Conservations are calling for a halt to the clearfelling of swathes of native forests across the north coast under the guise of so-called ‘single tree selection’.
The North East Forest Alliance also wants NSW Environment minister Mark Speakman to enforce the state’s logging rules and direct the NSW Forestry Corporation (FCNSW) to stop clearfelling.
NEFA spokesperson Lyn Orrego said the FCNSW was clearfelling huge swathes of forests in breach of the conditions of its logging approvals.
‘FCNSW misleadingly call these large clearfelled areas – some over 100 hectares in size – “Single Tree Selection” (STS),’ Ms Orrego said.
She said a letter from the Environment Protection Authority on the minister’s behalf had acknowledged that clearfelling was not consistent with the definition and intent of STS in the Integrated Forestry Operations Approval (IFOA), and also went against FCNSW’s own silvicultural guidelines.
‘So we have an acknowledgement from the regulator that FCNSW is operating outside their approval conditions yet the minister will do nothing about it,’ she said.

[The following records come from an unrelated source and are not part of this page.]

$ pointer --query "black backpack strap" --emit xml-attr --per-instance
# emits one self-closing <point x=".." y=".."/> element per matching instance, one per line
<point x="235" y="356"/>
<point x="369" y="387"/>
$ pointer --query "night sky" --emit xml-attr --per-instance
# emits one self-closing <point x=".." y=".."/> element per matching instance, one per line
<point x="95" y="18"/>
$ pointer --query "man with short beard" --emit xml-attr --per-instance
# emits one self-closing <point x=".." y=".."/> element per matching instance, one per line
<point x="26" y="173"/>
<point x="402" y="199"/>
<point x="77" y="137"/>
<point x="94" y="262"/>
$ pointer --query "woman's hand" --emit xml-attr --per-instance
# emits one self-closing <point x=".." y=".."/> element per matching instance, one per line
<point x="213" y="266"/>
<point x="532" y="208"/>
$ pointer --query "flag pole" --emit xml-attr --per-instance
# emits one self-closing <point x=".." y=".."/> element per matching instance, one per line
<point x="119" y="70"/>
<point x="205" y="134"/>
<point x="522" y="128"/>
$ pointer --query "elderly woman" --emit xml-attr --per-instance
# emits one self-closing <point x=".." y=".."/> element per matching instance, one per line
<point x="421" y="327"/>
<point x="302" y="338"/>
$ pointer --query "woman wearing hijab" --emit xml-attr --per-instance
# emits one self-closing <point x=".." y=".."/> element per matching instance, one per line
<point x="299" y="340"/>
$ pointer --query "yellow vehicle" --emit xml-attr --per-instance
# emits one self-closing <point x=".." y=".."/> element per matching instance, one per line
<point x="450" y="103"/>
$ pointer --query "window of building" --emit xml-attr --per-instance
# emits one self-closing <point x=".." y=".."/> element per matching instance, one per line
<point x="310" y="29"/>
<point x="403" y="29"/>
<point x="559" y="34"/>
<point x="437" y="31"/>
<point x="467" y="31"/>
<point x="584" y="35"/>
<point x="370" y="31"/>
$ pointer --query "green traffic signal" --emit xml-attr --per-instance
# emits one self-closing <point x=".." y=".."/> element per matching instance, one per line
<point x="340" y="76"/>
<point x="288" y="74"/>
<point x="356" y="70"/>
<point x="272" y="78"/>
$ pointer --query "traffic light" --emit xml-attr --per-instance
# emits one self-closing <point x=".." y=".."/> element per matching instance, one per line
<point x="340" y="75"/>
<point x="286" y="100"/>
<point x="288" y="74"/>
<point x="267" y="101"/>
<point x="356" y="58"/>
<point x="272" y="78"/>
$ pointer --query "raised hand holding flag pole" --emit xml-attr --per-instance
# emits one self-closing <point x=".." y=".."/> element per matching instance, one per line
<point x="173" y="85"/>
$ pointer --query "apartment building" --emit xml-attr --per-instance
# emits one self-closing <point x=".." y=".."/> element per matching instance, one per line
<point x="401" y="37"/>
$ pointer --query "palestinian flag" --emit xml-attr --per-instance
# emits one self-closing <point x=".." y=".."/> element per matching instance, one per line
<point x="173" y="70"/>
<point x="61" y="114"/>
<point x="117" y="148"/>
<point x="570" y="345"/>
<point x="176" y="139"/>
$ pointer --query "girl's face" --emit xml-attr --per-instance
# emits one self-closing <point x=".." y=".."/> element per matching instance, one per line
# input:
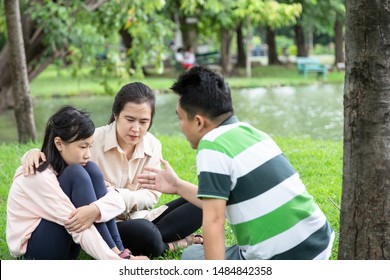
<point x="75" y="152"/>
<point x="132" y="123"/>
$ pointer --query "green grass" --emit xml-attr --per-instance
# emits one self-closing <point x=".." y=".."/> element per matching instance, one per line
<point x="318" y="162"/>
<point x="59" y="82"/>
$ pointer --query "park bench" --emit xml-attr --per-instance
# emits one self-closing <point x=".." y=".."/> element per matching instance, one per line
<point x="307" y="64"/>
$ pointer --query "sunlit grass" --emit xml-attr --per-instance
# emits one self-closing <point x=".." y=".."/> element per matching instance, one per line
<point x="59" y="82"/>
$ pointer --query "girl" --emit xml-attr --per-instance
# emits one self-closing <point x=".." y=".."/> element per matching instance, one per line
<point x="44" y="211"/>
<point x="122" y="149"/>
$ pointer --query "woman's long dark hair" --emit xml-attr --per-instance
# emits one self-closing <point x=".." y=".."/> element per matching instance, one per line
<point x="70" y="125"/>
<point x="135" y="93"/>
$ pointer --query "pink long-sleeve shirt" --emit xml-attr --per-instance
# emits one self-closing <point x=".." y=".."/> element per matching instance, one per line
<point x="33" y="198"/>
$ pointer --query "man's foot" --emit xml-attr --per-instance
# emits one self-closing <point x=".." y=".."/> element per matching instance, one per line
<point x="184" y="243"/>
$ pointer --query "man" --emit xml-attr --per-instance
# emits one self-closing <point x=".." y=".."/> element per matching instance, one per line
<point x="243" y="176"/>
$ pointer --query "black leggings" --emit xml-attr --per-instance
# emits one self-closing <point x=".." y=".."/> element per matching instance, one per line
<point x="143" y="237"/>
<point x="83" y="185"/>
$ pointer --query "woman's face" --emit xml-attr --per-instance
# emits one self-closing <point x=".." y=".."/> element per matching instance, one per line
<point x="75" y="152"/>
<point x="132" y="123"/>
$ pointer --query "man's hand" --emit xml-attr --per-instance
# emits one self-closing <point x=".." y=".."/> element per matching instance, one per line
<point x="162" y="180"/>
<point x="82" y="218"/>
<point x="32" y="161"/>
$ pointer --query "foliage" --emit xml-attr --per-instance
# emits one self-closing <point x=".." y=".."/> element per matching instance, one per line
<point x="318" y="162"/>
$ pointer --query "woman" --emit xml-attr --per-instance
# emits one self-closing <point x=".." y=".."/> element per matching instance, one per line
<point x="43" y="210"/>
<point x="122" y="149"/>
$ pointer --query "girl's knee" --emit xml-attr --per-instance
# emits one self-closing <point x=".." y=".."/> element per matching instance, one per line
<point x="93" y="170"/>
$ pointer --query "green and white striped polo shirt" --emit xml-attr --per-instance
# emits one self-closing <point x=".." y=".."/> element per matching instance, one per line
<point x="268" y="207"/>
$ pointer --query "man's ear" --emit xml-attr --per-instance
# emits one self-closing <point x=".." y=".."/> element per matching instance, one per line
<point x="201" y="122"/>
<point x="58" y="143"/>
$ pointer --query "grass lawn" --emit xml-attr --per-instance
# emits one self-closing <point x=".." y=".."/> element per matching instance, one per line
<point x="57" y="82"/>
<point x="318" y="162"/>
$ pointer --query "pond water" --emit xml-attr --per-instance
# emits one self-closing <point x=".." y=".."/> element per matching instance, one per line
<point x="314" y="111"/>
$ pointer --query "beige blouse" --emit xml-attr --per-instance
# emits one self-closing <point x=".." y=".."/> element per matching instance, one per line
<point x="33" y="198"/>
<point x="121" y="173"/>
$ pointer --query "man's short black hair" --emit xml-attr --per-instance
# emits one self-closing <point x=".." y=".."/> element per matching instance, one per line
<point x="202" y="91"/>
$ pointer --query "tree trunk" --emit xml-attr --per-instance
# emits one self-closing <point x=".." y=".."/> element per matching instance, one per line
<point x="189" y="32"/>
<point x="339" y="40"/>
<point x="20" y="85"/>
<point x="300" y="41"/>
<point x="226" y="41"/>
<point x="365" y="204"/>
<point x="241" y="53"/>
<point x="272" y="52"/>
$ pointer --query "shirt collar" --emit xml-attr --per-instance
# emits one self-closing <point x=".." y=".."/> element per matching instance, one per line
<point x="230" y="120"/>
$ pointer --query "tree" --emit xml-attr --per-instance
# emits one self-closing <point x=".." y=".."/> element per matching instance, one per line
<point x="20" y="85"/>
<point x="53" y="30"/>
<point x="365" y="203"/>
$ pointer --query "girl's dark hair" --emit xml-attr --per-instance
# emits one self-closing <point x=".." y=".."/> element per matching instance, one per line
<point x="203" y="91"/>
<point x="135" y="93"/>
<point x="70" y="125"/>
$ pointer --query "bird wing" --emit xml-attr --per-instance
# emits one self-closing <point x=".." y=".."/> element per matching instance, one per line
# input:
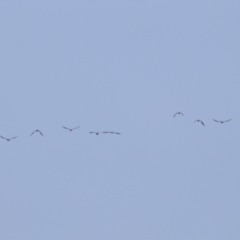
<point x="12" y="138"/>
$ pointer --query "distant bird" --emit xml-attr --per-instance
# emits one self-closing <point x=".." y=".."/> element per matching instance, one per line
<point x="199" y="121"/>
<point x="112" y="132"/>
<point x="180" y="113"/>
<point x="94" y="132"/>
<point x="8" y="139"/>
<point x="70" y="129"/>
<point x="36" y="131"/>
<point x="222" y="121"/>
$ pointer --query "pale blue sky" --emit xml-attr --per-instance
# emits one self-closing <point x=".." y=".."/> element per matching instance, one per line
<point x="124" y="66"/>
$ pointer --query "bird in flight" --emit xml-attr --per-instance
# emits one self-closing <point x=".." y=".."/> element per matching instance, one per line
<point x="112" y="132"/>
<point x="94" y="132"/>
<point x="200" y="122"/>
<point x="222" y="121"/>
<point x="8" y="139"/>
<point x="36" y="131"/>
<point x="178" y="113"/>
<point x="70" y="129"/>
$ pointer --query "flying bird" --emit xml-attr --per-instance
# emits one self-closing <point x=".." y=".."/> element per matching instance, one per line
<point x="8" y="139"/>
<point x="70" y="129"/>
<point x="94" y="132"/>
<point x="112" y="132"/>
<point x="199" y="121"/>
<point x="180" y="113"/>
<point x="222" y="121"/>
<point x="36" y="131"/>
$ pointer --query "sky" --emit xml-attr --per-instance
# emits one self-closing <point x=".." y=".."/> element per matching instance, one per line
<point x="122" y="66"/>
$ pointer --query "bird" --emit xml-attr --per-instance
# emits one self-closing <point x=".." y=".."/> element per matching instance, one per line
<point x="36" y="131"/>
<point x="199" y="121"/>
<point x="222" y="121"/>
<point x="94" y="132"/>
<point x="8" y="139"/>
<point x="112" y="132"/>
<point x="180" y="113"/>
<point x="71" y="129"/>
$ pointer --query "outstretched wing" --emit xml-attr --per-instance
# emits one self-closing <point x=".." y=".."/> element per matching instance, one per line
<point x="12" y="138"/>
<point x="227" y="120"/>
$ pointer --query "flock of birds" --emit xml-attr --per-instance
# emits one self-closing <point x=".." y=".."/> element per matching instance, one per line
<point x="200" y="121"/>
<point x="97" y="133"/>
<point x="69" y="129"/>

‘The so-called solution put forward in the EPA letter is to wait for the new IFOA the state government is planning to put on public display at some time in the future.
‘We know the government’s intent is to authorise the clearfelling (with just a few trees to be retained) across 140,000 hectares of public forests between Grafton and Taree and to increase logging intensity elsewhere.
‘This just rewards FCNSW for their illegal logging practice and is an unacceptable “solution”’, she said.
North Coast Environment Council spokesperson Susie Russell said the lack of regulation in the forestry industry was ‘shameful’.
‘The impact of clearfelling on our forest dependent threatened species such as the koala is disastrous,’ Ms Russell said.
‘The number of koalas on the east coast of Australia declined by more than 40 per cent in the 20 years between 1990 and 2010.
‘The Greater Glider, considered common when the Approvals were issued has now been listed as threatened with extinction. Logging is the main threat it faces.
‘Other impacts of clearfelling include soil losses, water pollution and the lost opportunity to store carbon by not keeping the public forest estate in a more mature growth stage as it used to be.’
Ecologist, David Milledge of Landmark Ecological Services, said clearfelling had a substantial adverse effect on biodiversity and on native animals.
‘This is evidenced by the high proportion of such species listed as threatened under the Threatened Species Conservation (TSC) Act 1995. It is diametrically opposed to Ecological Sustainable Development,’ he said.
Meanwhile, Ms Russell said the NSW Public was footing the $79 million bill subsidising the logging industry.
‘People only have to look on Google Earth and click on the history button to see that the state forests across the north coast of NSW are being hammered as they never have been before. It’s vandalism pure and simple,’ she said.
‘This is why the North East Forest Alliance is campaigning for a transition out of logging of our public native forests. They need to be left to grow old and managed for public benefit, which includes increasing water supply and supporting the unique animals and plants that depend on them,’ she said.
‘Now that the EPA, writing on the minister’s behalf, has admitted that the clearfelling is “not consistent with” the IFOA the minister has no excuse to allow such intensive logging to continue.
‘He must order this illegal logging to stop now as it contravenes the law and the promise of Ecologically Sustainable Forest Management (ESFM) which the IFOA was written to deliver.’